“安倍首相、辞任の意向を固める”という速報が流れた時、健康問題でまたも辞任とはさぞかし無念なことだろう……と思ったのだが、会見を見たら、13年前ほど無念さも悔しさも伝わってこなかった。といって、何かしらやり切った感や成し遂げた感も伝わってこず、首相の疲れた顔だけが印象に残ったのだ。
13年前の辞任会見とは、まるで違う様子を見せた安倍首相
「本日、総理の職を辞するべきと決意を致しました」
2007年9月12日、安倍首相はこう切り出して辞任を表明。任期途中で政権の座を降りた。その場では明言しなかったが、今回と同じく持病悪化が大きな原因だった。この時、首相は壇上に上がると前を向き、会場の中をゆっくりと見回した。着席している記者たちを確認するかのように視線を動かす。悲しそうでもあり、悔しそうでもあり、すまなそうでもある目の色と視線の動きが、政権を途中で投げ出さざるを得なくなった無念さと、目の前の光景を見られなくなる悔しさを印象付けた。辞意の言葉は一語一語噛みしめるように述べられ、語尾は過去形。辞任したくはなかったがせざるを得なくなったという思いが、ひしひしと伝わってきたものだ。

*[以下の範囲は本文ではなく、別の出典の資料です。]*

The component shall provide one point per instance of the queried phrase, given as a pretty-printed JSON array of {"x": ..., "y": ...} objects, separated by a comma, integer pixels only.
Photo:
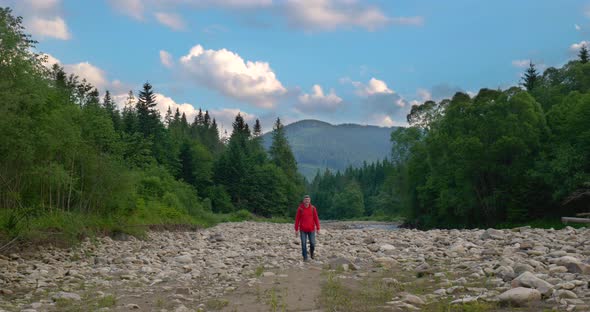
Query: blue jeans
[{"x": 304, "y": 236}]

奇しくも同じシチュエーションとなった今回、冒頭から首相の様子はまるで違っていた。壇上に上がるが、口を開く直前まで会場の中を見ることもなく視線も上げない。用意してきた書面に目を落としていただけ。周りをシャットアウトしたような様子からは、もうこれ以上は無理、諦めました的な空気も漂ってくる。「総理大臣の職を辞することに致します」と表明するが、口調はさらりとしたもの。前回は「職を辞する」という言葉を辛そうに口にした感があったが、今回、声の調子から感情は透けてこない。語尾が「致します」という現在形であったことも、淡々とした印象を与えた。
消え入りそうな声のなか、自信を示すポーズも
「結果を出すために、全身全霊を傾けてまいりました」
「政治においてもっとも重要なことは、結果を出すことである」としてきた首相は、全身全霊を傾けてきたという言葉を使った。体力面だけでなく精神面も含む表現だけに、精神的なストレスもかなり大きかったことと推測される。発言の後、首を傾げるように一拍、間が空いたことも精神的な疲労の濃さを印象づけた。

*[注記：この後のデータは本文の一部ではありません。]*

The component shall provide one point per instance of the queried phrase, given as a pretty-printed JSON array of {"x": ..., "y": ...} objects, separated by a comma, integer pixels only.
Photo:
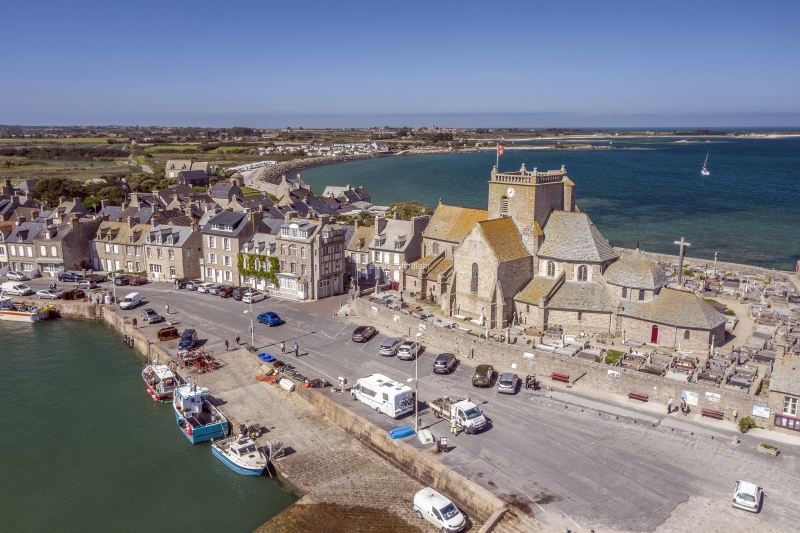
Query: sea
[
  {"x": 83, "y": 447},
  {"x": 645, "y": 190}
]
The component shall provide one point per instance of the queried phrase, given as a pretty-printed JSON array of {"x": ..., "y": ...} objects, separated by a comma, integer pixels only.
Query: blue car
[{"x": 269, "y": 318}]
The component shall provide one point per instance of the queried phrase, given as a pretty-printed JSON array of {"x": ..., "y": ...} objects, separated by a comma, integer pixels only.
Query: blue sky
[{"x": 524, "y": 64}]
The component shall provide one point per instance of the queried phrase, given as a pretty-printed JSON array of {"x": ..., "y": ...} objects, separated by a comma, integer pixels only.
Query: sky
[{"x": 342, "y": 64}]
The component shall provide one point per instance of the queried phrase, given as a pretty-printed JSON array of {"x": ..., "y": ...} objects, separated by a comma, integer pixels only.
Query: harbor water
[
  {"x": 646, "y": 190},
  {"x": 83, "y": 447}
]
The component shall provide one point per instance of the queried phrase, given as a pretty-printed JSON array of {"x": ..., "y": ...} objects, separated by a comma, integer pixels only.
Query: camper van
[{"x": 384, "y": 395}]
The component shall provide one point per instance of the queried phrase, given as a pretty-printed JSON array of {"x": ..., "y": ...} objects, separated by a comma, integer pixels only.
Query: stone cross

2007年の会見では「全力を尽くしてきた」「一身を投げ打つ覚悟で」とやはり強い言葉で自身の政治への姿勢を述べた。全力、一身という表現は若かったこともあるだろうが、精神的なストレスより、政治家として身体を張った勝負ができなくなったことが、辞任理由として何より大きかったのだろうと思う。

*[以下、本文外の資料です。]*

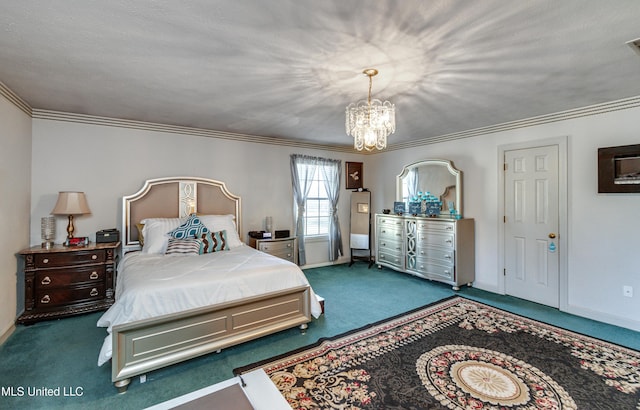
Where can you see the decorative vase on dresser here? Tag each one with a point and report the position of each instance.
(431, 248)
(62, 281)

「拉致問題をこの手で解決できなかったことは、痛恨の極みであります」
拉致問題では声は小さく掠れている。話している最中も両手を組んだりほどいたり、指を動かしたりと落ち着きなく所在なげ。他にやり方がなかったのかと問われると、唇を巻き込むように口元をきつく結ぶ。「そう簡単な問題ではないから、今でも残っているわけであります」と返答。残した問題ではなく、残っている問題という表現から、これまでもこれからも解決には時間がかかると認識しているのだと推測できる。「最善の努力はしてきた」と言ったが、その声は消え入りそうだった。
「国民の皆様がご判断いただけるのかなと」
「様々な課題に挑戦する中で達成できたこと、実践できたこともあります」と、成果や課題について話す声は低く細く、時おり切れ切れになる。残念ながら小泉政権の郵政民営化のように言い切れるものがない。だが、「在任中に成し遂げたことの中で政権のレガシーとなるものは何か?」と問われると、ジャケットの両ポケットに手をやって整え、お腹あたりをスルリとさすってから答え始めた。首相として身構えたようにも、自分の気持ちを落ち着かせたようにも見える。そんな仕草をした理由は、政権のレガシーは「国民の皆様が判断」「歴史が判断」するものだと答えたからだ。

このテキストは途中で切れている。